= Maurizio Cazzati =

Italian composer

Maurizio Cazzati (1 March 1616 – 28 September 1678) was a northern Italian composer of the seventeenth century.

==Biography==
Cazzati was born in Luzzara in the Duchy of Mantua. Though almost unknown today, during his lifetime he served as a successful music director in many cities near his birthplace, including Mantua, Bozzolo, Ferrara and Bergamo, where he was succeeded by Pietro Andrea Ziani. He was so well-thought-of that in 1657 he was invited to take the position of maestro di cappella of San Petronio Basilica in Bologna, without needing to apply for it.

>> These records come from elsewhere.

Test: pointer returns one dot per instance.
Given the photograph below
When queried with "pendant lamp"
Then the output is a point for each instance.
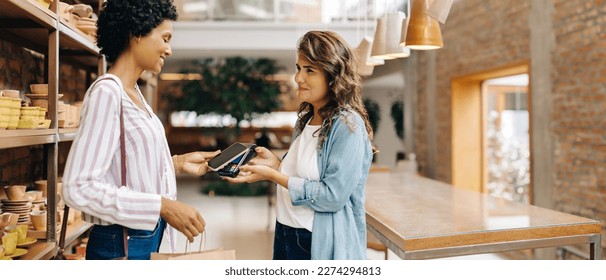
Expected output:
(423, 31)
(379, 41)
(394, 24)
(362, 53)
(439, 9)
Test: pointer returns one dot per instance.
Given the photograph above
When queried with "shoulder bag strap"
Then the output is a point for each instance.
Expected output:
(123, 172)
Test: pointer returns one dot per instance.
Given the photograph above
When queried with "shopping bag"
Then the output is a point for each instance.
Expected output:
(201, 254)
(215, 254)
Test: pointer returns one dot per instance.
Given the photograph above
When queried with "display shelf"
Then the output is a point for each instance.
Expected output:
(26, 137)
(46, 250)
(27, 10)
(73, 38)
(30, 25)
(40, 251)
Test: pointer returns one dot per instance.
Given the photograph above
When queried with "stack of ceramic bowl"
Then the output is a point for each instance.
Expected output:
(29, 118)
(17, 203)
(39, 98)
(88, 26)
(10, 105)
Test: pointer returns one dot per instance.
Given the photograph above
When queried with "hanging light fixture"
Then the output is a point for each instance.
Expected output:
(439, 9)
(379, 42)
(366, 63)
(423, 32)
(395, 22)
(362, 52)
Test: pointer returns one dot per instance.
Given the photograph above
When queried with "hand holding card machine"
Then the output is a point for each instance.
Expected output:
(228, 162)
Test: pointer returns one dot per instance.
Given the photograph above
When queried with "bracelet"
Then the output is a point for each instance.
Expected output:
(177, 163)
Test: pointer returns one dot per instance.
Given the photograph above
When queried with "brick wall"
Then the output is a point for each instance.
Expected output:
(579, 108)
(478, 35)
(19, 68)
(481, 35)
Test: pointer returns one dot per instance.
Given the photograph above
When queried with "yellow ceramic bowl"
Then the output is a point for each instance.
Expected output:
(29, 111)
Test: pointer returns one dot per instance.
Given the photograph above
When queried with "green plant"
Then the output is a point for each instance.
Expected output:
(397, 115)
(236, 86)
(374, 113)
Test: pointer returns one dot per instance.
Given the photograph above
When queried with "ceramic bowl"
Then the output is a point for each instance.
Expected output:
(9, 93)
(38, 219)
(34, 195)
(82, 10)
(9, 241)
(8, 219)
(39, 89)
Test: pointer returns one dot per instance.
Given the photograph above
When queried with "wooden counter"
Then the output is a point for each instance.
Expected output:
(420, 218)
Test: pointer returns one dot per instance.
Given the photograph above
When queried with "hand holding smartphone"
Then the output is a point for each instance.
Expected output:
(228, 162)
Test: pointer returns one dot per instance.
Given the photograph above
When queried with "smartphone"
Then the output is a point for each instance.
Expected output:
(228, 162)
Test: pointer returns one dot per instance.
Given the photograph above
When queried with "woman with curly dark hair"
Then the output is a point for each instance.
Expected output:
(320, 197)
(131, 217)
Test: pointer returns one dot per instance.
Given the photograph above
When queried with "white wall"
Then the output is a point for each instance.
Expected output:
(385, 139)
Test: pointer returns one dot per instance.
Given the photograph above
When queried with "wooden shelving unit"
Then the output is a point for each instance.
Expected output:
(28, 24)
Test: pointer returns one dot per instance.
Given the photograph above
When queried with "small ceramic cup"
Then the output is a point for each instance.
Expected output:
(9, 241)
(38, 219)
(34, 195)
(15, 192)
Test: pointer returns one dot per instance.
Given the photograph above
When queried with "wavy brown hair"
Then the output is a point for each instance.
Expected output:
(332, 54)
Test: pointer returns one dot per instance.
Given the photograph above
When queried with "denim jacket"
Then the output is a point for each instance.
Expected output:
(339, 228)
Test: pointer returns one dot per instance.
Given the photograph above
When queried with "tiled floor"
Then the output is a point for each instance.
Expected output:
(245, 224)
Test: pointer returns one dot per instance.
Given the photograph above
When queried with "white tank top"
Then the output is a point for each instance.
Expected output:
(301, 161)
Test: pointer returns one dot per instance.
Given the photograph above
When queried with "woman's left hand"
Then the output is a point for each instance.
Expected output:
(196, 162)
(252, 173)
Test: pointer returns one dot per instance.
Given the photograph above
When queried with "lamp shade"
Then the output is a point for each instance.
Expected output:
(363, 54)
(394, 24)
(439, 9)
(379, 41)
(423, 31)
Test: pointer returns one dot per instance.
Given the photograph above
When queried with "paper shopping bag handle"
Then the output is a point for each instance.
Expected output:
(202, 242)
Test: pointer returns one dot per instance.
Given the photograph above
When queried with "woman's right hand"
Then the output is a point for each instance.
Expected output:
(182, 217)
(265, 157)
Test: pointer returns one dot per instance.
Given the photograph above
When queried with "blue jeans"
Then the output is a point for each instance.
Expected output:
(107, 243)
(292, 243)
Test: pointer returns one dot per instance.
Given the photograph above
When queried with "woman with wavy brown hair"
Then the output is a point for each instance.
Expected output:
(320, 181)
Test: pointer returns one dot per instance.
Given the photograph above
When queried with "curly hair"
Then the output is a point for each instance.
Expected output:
(328, 51)
(121, 20)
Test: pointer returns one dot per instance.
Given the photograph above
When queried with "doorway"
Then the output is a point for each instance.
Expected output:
(471, 107)
(506, 137)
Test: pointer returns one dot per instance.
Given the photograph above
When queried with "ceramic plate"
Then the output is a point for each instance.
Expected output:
(18, 253)
(28, 241)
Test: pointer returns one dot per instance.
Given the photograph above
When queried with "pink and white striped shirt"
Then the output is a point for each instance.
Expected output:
(91, 181)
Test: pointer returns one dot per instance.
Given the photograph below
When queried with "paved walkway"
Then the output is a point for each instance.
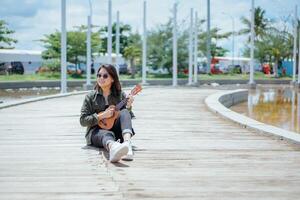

Immediately after his appointment, he made some radical reforms that won him general hostility from the musical community, and led to personal conflicts with other members of the cappella. In particular, he was bitterly criticized by Lorenzo Perti (the uncle of Giacomo Antonio Perti) and Giulio Cesare Arresti, who questioned his capability as maestro. Likely, as Cazzati later declared, they were just jealous of his position. In 1671, he left this position and returned to Mantua, where he served the Duchess Isabella as Maestro di Cappella da Camera until his death. While being only a small portion of his enormous printed output (66 printed volumes), his instrumental music is nowadays considered the most important and influential part. His op. 35 (1665) contains the first known example of a trumpet sonata.